Coyote Mercury

words, birds and whatever else by James Brush

Tender Mercies by mark Stratton

I’ve been carrying mark Stratton’s Tender Mercies (The Pancake Truck Press, 2011) around in my bag for a few months. Mainly it was so I wouldn’t forget to write something about it, but it’s taken me this long. The old blog has fallen down the priority list somewhat these days, but periodically I get the book out, read a few random poems and then stick it back in my bag. Now it’s started to feel like a friend tagging along from place to place offering snapshots and images from dreams and nightmares. It’s a friend who doesn’t explain himself but the conversation is good and usually interesting.

The Cowboy rides
through lead guitar dynamics
a single stream of time
signature changes

–from “Tender Mercy #28D”

That’s the sense I get from Tender Mercies, a collection that began as a series mark posted to his blog about a year ago or so.

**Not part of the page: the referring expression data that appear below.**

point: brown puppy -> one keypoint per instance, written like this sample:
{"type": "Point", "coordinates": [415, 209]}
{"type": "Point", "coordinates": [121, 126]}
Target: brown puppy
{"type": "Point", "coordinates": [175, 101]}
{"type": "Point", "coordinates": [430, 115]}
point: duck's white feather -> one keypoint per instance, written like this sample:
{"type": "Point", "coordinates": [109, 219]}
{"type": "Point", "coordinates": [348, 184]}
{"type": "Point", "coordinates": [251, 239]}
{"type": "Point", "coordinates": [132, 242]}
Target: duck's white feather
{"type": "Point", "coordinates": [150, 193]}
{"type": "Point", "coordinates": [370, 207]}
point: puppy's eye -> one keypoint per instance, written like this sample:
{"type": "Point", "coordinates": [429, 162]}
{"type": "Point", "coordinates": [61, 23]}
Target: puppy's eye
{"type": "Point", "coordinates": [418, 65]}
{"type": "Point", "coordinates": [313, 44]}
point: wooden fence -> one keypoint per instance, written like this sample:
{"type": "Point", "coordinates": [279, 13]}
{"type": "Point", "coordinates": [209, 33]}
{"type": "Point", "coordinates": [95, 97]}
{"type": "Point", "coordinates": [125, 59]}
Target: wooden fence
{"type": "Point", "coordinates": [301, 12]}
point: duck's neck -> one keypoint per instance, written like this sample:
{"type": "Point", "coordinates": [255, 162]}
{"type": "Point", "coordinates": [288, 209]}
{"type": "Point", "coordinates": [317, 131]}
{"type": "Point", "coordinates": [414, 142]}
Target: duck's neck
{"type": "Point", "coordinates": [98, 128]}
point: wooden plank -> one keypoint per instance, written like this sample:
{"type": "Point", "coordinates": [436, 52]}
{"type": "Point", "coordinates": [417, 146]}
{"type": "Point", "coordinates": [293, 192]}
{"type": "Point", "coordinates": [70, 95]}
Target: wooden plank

Sense is a funny thing too, because it doesn’t always make sense to me. I don’t always get what mark’s getting at, but the ride, the language, is a pleasure, and sometimes a line or two finds a place in my mind, takes root and won’t leave me alone. So the book goes back in the bag and I carry it around some more, sometimes forgetting it’s there only to be happily surprised again.

I misplaced my words

I kept them in the lee
Of a tow sail

They went well with
Collard greens
Or a glass of milk.

–from “Tender Mercy #17b”

Earlier this year, mark asked me for feedback on the manuscript and a blurb. I offered those, but I kind of wish I’d had the year to do it. Maybe the blurb would have been better, at any rate. I say that simply because after nearly a year of hanging out with these poems at hospitals, the dentist’s offices, school, who knows where else one finds a few moments to read, I just like them more and more the better I get to know them. I still see a lot of poems about connection and disconnection, love and loss, though, but they get funnier or sharper or wiser with time and rereading. Sometimes more mysterious too. I think good poetry should be like that.

Toxic rains fall not
from only the heavens.
Domestic gods and
Dusting share the blame.

–from “Tender Mercy #14″

In addition to Tender Mercies, mark has just released a limited edition chapbook called Postmarks. There’s also an interesting interview with mark at Jessie Carty’s blog. mark blogs at AGGASPLETCH.

2 Comments

  1. James, I am so pleased that you took the time to review the collection.

    Thank you.

  2. I do so love his little book of poems- I have mine nestled up on my bookshelf- and take it down to reread the poems- I loved the ones you highlighted. You mentioned that the book has become like a friend tagging along with you wherever you go– how I loved that thought!